Price action shows a sharp decline from a high of around $677 in early March 2026 to a low of $510, followed by a rebound to $542.65 last week, with the current price at $537.24 representing a minor pullback that could serve as an attractive entry point for upward momentum in a swing trade. Fundamentals are robust with exceptional ROE of 46.9%, solid EPS of $26.09, healthy margins (39.2% gross, 9.9% net), and steady revenue growth of 8-9% annually, though the high D/E ratio of 20.95 indicates elevated leverage that warrants caution. Key risks over the 2-12 week horizon include ongoing consumer discretionary weakness, potential earnings disappointments as hinted in news, sector underperformance, and high debt sensitivity to interest rates or economic slowdowns. Overall, BUY verdict with estimated 12-20% upside potential to $600-650, supported by positive news on strategy reset, buybacks, and buy-the-dip sentiment from Cramer.

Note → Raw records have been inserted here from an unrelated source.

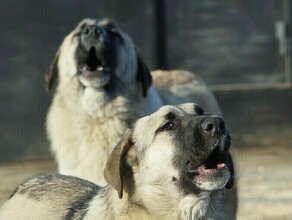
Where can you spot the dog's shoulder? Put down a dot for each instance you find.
(42, 185)
(165, 79)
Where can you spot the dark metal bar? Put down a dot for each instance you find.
(160, 29)
(287, 10)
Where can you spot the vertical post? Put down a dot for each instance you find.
(160, 38)
(287, 9)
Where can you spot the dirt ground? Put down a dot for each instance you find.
(264, 178)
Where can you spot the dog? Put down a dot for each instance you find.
(172, 164)
(103, 85)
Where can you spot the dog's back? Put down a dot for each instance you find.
(45, 197)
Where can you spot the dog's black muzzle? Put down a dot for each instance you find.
(93, 36)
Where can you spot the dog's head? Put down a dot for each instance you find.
(180, 149)
(97, 54)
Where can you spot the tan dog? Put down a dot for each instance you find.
(103, 86)
(172, 164)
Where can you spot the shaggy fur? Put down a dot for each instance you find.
(103, 86)
(172, 164)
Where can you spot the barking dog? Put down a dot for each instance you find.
(172, 164)
(103, 86)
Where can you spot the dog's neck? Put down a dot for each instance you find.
(133, 207)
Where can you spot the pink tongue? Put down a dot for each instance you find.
(220, 166)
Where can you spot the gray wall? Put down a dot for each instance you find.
(226, 42)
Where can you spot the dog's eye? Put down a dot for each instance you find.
(168, 126)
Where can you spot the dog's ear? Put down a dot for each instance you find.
(116, 166)
(230, 182)
(53, 74)
(143, 75)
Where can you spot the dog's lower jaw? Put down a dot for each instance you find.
(193, 207)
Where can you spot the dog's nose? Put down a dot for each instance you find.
(213, 125)
(91, 31)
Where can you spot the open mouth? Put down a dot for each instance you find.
(93, 63)
(212, 173)
(93, 69)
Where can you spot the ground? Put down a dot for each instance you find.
(264, 178)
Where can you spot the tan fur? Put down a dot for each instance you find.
(140, 173)
(84, 124)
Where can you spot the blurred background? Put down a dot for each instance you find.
(242, 48)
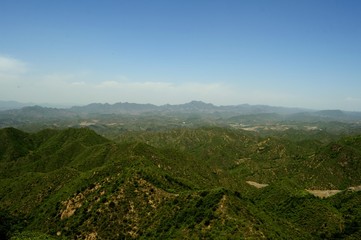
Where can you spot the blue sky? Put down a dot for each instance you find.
(285, 53)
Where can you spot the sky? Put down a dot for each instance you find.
(275, 52)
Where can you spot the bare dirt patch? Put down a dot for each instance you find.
(256, 184)
(323, 193)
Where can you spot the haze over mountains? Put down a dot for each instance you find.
(187, 171)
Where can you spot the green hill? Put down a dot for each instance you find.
(200, 183)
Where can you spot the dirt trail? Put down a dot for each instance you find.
(323, 193)
(256, 184)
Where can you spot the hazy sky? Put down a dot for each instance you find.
(284, 53)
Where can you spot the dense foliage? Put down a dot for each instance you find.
(179, 183)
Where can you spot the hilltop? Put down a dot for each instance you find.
(178, 183)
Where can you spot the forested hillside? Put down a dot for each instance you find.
(182, 183)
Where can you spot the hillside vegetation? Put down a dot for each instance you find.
(180, 183)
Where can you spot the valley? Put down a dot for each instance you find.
(178, 175)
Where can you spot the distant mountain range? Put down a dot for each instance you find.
(199, 107)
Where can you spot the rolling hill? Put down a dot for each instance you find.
(179, 183)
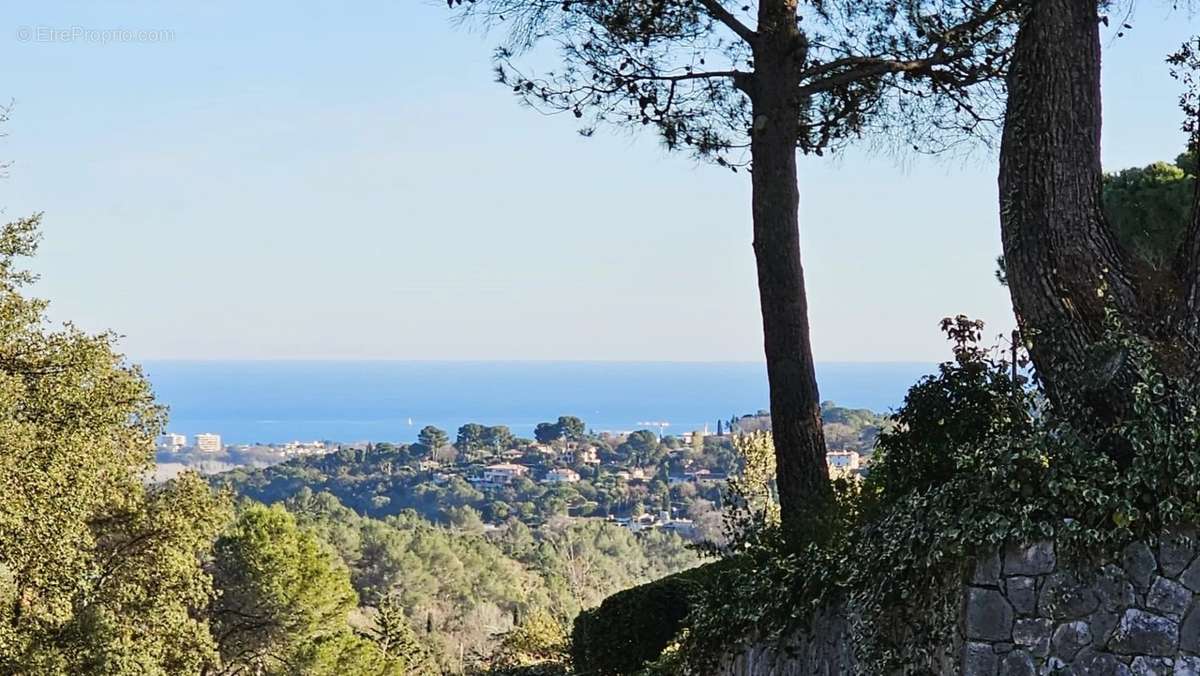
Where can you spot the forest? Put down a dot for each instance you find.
(1085, 428)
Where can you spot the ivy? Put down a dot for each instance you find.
(977, 458)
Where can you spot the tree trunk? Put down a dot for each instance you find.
(802, 476)
(1059, 246)
(1187, 311)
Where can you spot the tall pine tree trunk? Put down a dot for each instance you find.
(1059, 247)
(802, 476)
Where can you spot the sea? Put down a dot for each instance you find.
(390, 401)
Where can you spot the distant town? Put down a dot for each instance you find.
(642, 479)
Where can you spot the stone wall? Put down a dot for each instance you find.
(1024, 611)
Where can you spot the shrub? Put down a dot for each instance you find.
(631, 628)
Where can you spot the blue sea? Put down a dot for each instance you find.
(348, 401)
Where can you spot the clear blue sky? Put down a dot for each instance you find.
(331, 180)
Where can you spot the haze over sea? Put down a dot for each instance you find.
(348, 401)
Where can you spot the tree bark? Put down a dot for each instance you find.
(1187, 311)
(1059, 247)
(802, 474)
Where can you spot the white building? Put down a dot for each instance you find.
(172, 442)
(562, 476)
(504, 473)
(585, 455)
(208, 442)
(843, 460)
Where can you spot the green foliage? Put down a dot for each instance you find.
(463, 587)
(537, 646)
(432, 438)
(394, 636)
(975, 460)
(99, 574)
(751, 502)
(631, 628)
(1150, 208)
(283, 598)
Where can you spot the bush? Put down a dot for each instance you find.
(631, 628)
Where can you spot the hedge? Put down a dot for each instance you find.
(630, 628)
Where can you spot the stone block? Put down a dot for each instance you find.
(987, 569)
(1176, 550)
(1114, 588)
(1191, 576)
(1102, 664)
(1189, 630)
(1145, 633)
(1065, 597)
(1187, 665)
(1103, 623)
(978, 659)
(989, 617)
(1018, 663)
(1033, 635)
(1068, 639)
(1030, 560)
(1139, 564)
(1168, 597)
(1152, 666)
(1023, 593)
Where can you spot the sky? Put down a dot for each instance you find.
(328, 180)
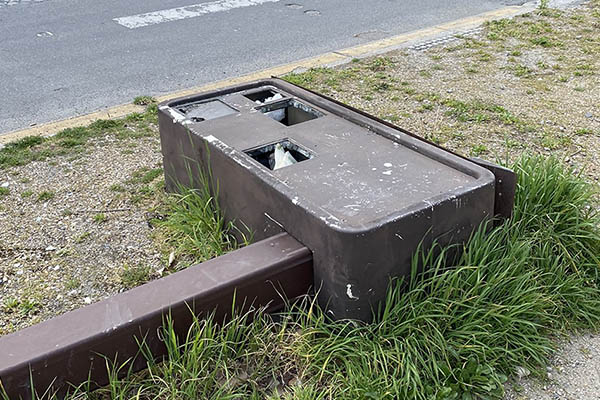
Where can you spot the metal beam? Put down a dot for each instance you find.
(69, 348)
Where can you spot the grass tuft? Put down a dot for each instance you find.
(195, 225)
(452, 332)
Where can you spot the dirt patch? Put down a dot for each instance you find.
(74, 229)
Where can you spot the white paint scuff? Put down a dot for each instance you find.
(185, 12)
(349, 292)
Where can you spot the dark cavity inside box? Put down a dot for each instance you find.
(360, 194)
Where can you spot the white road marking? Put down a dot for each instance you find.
(191, 11)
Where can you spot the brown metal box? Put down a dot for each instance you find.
(362, 195)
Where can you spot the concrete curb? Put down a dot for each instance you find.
(327, 59)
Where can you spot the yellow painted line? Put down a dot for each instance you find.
(331, 58)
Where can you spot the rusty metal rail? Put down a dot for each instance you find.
(70, 348)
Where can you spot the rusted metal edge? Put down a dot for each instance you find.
(70, 348)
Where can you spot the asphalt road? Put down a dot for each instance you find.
(62, 58)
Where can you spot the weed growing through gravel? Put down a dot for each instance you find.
(449, 333)
(72, 140)
(100, 217)
(134, 275)
(45, 195)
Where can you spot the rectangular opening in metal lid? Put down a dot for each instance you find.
(264, 96)
(280, 154)
(290, 112)
(205, 110)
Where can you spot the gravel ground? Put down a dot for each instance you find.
(70, 233)
(573, 373)
(528, 84)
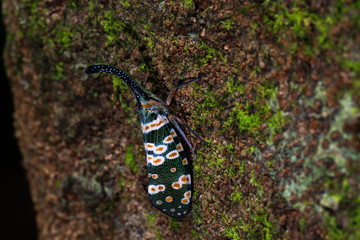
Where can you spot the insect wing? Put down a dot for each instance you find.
(169, 172)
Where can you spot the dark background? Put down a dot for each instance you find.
(19, 214)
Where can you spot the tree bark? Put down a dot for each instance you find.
(278, 102)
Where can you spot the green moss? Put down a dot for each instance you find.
(112, 26)
(227, 24)
(188, 4)
(352, 217)
(249, 116)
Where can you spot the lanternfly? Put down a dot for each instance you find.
(168, 166)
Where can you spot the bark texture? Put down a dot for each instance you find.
(278, 102)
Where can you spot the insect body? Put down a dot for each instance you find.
(168, 167)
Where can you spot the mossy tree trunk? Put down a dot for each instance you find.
(278, 102)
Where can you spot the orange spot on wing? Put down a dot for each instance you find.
(174, 154)
(157, 160)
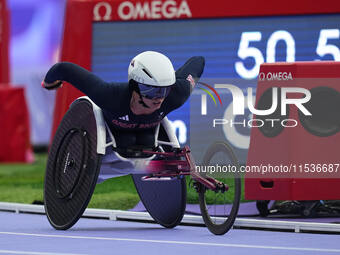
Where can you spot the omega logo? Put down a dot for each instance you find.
(108, 11)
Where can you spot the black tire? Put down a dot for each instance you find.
(262, 207)
(221, 225)
(72, 168)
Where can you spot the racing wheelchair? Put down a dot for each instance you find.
(78, 160)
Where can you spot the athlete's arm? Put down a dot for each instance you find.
(186, 77)
(101, 92)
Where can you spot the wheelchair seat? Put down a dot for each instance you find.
(66, 201)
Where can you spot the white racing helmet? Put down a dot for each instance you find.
(152, 68)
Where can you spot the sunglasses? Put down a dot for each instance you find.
(152, 92)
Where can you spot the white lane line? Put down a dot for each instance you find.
(35, 253)
(177, 242)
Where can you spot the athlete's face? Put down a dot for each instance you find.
(153, 104)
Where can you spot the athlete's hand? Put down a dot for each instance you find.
(53, 85)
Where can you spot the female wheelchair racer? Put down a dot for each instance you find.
(133, 114)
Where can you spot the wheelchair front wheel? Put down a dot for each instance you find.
(219, 208)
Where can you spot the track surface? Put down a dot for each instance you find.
(32, 234)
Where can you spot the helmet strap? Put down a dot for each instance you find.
(135, 87)
(141, 101)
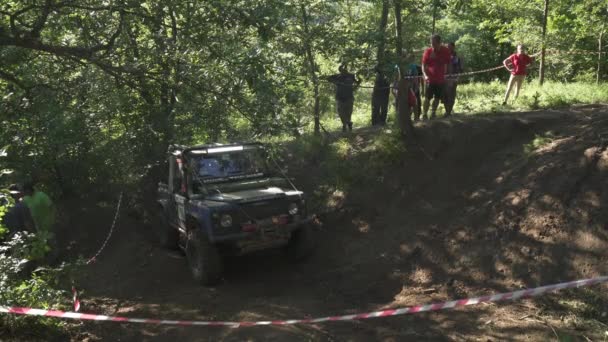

Ulta's price action indicates a potential bottoming process after a sharp correction from the $700 range, with the stock currently stabilizing and showing a slight upward trend from its recent lows near $510. Fundamentally, the company remains a powerhouse with a high ROE of 46.9% and a reasonable P/E of 22.6, suggesting it is undervalued relative to its historical growth and profitability. Key risks over the next 2-12 weeks include broader consumer discretionary spending weakness and potential margin pressure from increased SG&A discipline mentioned in recent strategy resets. However, with a new $1.5B buyback program and strong high-end sales reported by leadership, the stock has a favorable risk-reward profile for a swing trade. I estimate an upside potential of 10-15% as the stock targets the $600 resistance level within the next three months.
Fundamentals Trend
| Metric | 2025-08-02 | 2025-09-02 | 2025-10-02 | 2025-11-03 | 2025-12-03 | 2026-01-02 |
|---|---|---|---|---|---|---|
| ROE (TTM) | 48.8% | 49.7% | 48.8% | 48.8% | 48.8% | 46.9% |
| P/E (TTM) | 19.27 | 19.42 | 20.65 | 19.40 | 20.35 | 22.55 |
| Net Margin | 9.4% | 10.7% | 10.5% | 10.5% | 10.5% | 9.9% |
| Gross Margin | 39.1% | 38.5% | 38.8% | 38.8% | 38.8% | 39.2% |
| D/E Ratio | 11.10 | 0.00 | 11.10 | 11.10 | 11.10 | 20.95 |
| Current Ratio | 1.39 | 1.67 | 1.39 | 1.39 | 1.39 | 1.33 |
Related News
View all →Ulta Beauty CEO Steelman Touts Strategy Reset; New CFO Targets SG&A Discipline, $1.5B Buybacks
Jim Cramer Highlights Ulta Beauty For Its Strong High End Sales Despite A Recent Earnings Miss
Ulta Beauty Stock: Is ULTA Underperforming the Consumer Discretionary Sector?
Should You Buy the Dip in Ulta Stock?
Trade Outcome
Quality Checks
Signal Info
Disclaimer: This is an automated trading signal generated by AI analysis. It is not financial advice. Always do your own research before making investment decisions. Past performance does not guarantee future results.